Germany. World War I started although nobody wanted it. The problem was that leaders expected a war. They prepared for a war. They prepared to mobilize their troops and get them to the front quickly. Then somebody shot some prince (it really doesn't matter whom), and everybody started rushing troops to the front.

Once they were there, it turned out that nobody had a plan for getting them back home again. The armies were so vast that the battle lines stretched from sea to sea. There was no chance of a flanking maneuver. So long as the armies stayed put, both were virtually invincible. But if one side started sending people home, there would be a hole in the line and the other side would have a decisive advantage.

So the twentieth century began with a long and horrible war fought for no real purpose on either side save not to lose. But in the end, Germany lost.

I suspect that the victorious allies remembered the wonderful success of reconstruction in the South of the United States. Having won the War Between the States, the northern states sought to punish the South and partly as a result of this looting fell heir to unprecedented wealth. So Germany was stuck with a punitive peace for a war she never really wanted.

This punitive peace stayed in effect until the rise of Hitler, who then seized by force the rights Germany had been denied at the conference table. Then in an effort to unify all Germans, he entered Poland and conquered the whole country.

Mistake. Foul. Foot fault. It was a mistake on any scale and by any interpretation. There was a part of Poland that was pretty much German. Germany, having discovered that appeals to reason and tolerance were to no avail, had some loin cloth of an excuse to grab that part. But most of Poland was Polish. There was not one scrap of reason to enter it.

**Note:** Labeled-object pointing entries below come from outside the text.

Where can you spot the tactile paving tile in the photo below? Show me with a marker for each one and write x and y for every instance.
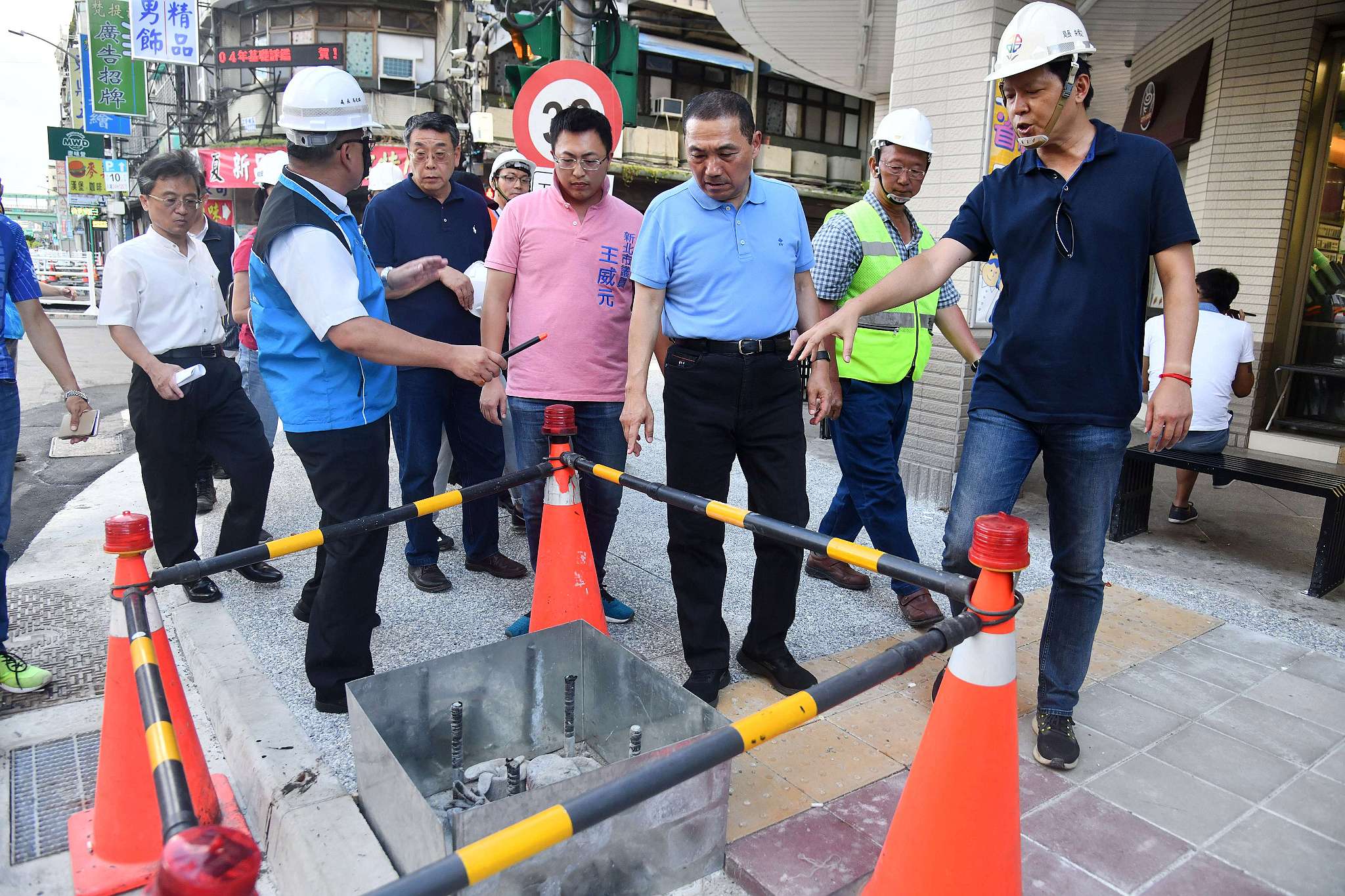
(64, 630)
(49, 782)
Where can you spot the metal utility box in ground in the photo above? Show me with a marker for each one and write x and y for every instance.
(514, 698)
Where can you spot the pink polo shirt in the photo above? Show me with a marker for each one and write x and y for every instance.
(572, 281)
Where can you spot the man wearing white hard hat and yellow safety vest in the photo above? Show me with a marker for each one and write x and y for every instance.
(328, 355)
(382, 177)
(1075, 221)
(853, 250)
(512, 177)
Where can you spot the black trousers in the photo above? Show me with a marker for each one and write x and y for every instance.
(347, 471)
(213, 417)
(718, 408)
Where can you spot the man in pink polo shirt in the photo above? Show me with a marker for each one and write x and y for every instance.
(560, 264)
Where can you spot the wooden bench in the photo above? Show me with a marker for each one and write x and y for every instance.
(1130, 509)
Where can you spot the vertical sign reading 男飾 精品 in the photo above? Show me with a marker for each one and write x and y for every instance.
(164, 32)
(118, 82)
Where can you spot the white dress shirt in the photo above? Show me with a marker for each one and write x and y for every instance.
(170, 300)
(318, 272)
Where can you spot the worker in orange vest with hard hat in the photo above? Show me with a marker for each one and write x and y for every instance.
(1075, 221)
(853, 250)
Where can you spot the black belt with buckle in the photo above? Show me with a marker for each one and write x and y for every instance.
(191, 352)
(738, 345)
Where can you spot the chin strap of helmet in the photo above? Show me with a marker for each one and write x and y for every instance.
(1040, 140)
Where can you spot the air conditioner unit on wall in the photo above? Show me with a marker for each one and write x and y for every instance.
(667, 106)
(397, 69)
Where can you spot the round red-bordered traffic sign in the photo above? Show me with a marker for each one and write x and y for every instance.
(554, 86)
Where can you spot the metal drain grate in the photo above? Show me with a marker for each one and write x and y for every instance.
(49, 782)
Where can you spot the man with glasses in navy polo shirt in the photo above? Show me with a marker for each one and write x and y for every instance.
(1075, 221)
(724, 261)
(428, 214)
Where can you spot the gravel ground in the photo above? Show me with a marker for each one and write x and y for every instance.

Germany had made her mistake and Britain was not about to let Germany forget. It was the seizure of Poland, not anything to do with Nazi treatment of Jews (the enormity of which was not suspected at the time) that precipitated the war.

Germany lost again. Another punitive peace was imposed. And only in this year has Germany been permitted self government, has the occupation really ended.

Let me summarize the century: Everybody shot at Germans. Then everybody punished Germans. Then everybody shot at Germans some more. Then everybody punished Germans again.

Now I concede that some other things have been going on, but just consider these four epoches to be parts of the same process. On the one hand, consider Germany with her allies Italy and Japan. On the other hand consider Britain with her allies France and the United states.

Germany has struggled for a country that would reflect a cultural reality. They wanted a country of Germans, all Germans and pretty much nothing else.

The Italians boasted under the dictator Mussolini that they would rebuild the Roman Empire. That was a joke. At the time (just before World War II), the book on empire had been written by Britain. She had the biggest empire of all time. Preposterous to think that Italy could ever compete with British industrial and military might.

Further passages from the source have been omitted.